In his January 18th piece, "New Md. Rules on Stormwater Assailed," Tim Wheeler describes the content of a Smart Growth Task Force meeting at the Maryland Department of the Environment (MDE) where members of the development community came out to oppose new regulations aimed at tightening pollution control standards on re-development sites.

Having been at the meeting, I wasn't surprised so much by the overwhelming sentiment from the development community; they don't want to have to pay the cost of making their projects pollute less. What did surprise me was the willful and repeated misrepresentation of the new guidelines being set forth by MDE. In almost every case study presented, developers claimed the new regulations would cut into the density of their development. What they failed to acknowledge is that the new regulations have a flexibility that allows for off-site mitigation or for the developer to pay a "fee-in-lieu" if stormwater management can't reasonably be handled on the site. Density can still be achieved, smart growth can be preserved, but dollars will be passed to the local jurisdictions to assist with targeted restoration of degraded creeks and streams.

Most astonishing of all, however, were the local government staffers who called for a weakening of the new regulations. If you happen to live in Baltimore City or Baltimore or Howard counties, I would ask that you put in a call into your planning department to ask why high-level bureaucrats were testifying before MDE to weaken pollution regulations on developers, forcing taxpayers to pick up the tab for the environmental consequences of their projects.

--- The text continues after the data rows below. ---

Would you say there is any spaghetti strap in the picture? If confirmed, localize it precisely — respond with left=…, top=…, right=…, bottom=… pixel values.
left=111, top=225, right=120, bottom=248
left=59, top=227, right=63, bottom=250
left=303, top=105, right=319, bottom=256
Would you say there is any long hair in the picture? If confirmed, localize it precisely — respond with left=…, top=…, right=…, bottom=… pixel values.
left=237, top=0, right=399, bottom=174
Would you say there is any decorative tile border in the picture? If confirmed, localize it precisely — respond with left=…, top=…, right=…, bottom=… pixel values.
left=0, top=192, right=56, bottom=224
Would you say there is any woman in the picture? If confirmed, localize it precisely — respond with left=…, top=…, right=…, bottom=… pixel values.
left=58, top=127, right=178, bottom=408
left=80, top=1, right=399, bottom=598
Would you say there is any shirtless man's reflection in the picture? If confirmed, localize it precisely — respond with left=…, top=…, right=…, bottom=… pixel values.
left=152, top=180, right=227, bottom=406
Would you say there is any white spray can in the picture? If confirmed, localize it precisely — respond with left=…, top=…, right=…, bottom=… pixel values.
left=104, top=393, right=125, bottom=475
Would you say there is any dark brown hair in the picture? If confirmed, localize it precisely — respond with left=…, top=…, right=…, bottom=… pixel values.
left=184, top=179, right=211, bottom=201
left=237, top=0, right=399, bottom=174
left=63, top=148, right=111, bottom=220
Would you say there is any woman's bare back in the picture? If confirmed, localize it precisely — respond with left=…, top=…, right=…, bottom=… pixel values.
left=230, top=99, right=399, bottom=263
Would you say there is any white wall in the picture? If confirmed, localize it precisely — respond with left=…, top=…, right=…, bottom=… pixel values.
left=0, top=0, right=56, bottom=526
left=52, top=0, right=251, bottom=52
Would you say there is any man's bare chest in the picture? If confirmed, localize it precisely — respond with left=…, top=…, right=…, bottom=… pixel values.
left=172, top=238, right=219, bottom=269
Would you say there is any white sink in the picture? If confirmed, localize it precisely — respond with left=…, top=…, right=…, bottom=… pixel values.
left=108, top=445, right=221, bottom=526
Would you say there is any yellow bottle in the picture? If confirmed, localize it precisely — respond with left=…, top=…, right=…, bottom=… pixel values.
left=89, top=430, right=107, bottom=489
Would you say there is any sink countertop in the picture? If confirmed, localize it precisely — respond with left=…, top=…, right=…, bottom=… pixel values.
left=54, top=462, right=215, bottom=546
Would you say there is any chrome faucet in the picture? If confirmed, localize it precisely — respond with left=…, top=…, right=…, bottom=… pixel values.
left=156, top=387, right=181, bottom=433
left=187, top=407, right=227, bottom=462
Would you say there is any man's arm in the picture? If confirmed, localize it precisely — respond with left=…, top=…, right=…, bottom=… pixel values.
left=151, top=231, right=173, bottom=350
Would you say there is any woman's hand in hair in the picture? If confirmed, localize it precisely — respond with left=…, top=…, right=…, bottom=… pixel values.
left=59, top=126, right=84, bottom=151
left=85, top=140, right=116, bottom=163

We have a multi-billion dollar backlog of restoration work that needs to be accomplished in order to clean up the Chesapeake Bay, and re-development represents an important opportunity in that regard. We can't get clean rivers and a clean bay without everyone picking up their fair share of the cost. Gutting these regulations would represent a huge step in the wrong direction.

Erik Michelsen, Edgewater

The writer is executive director of the South River Federation.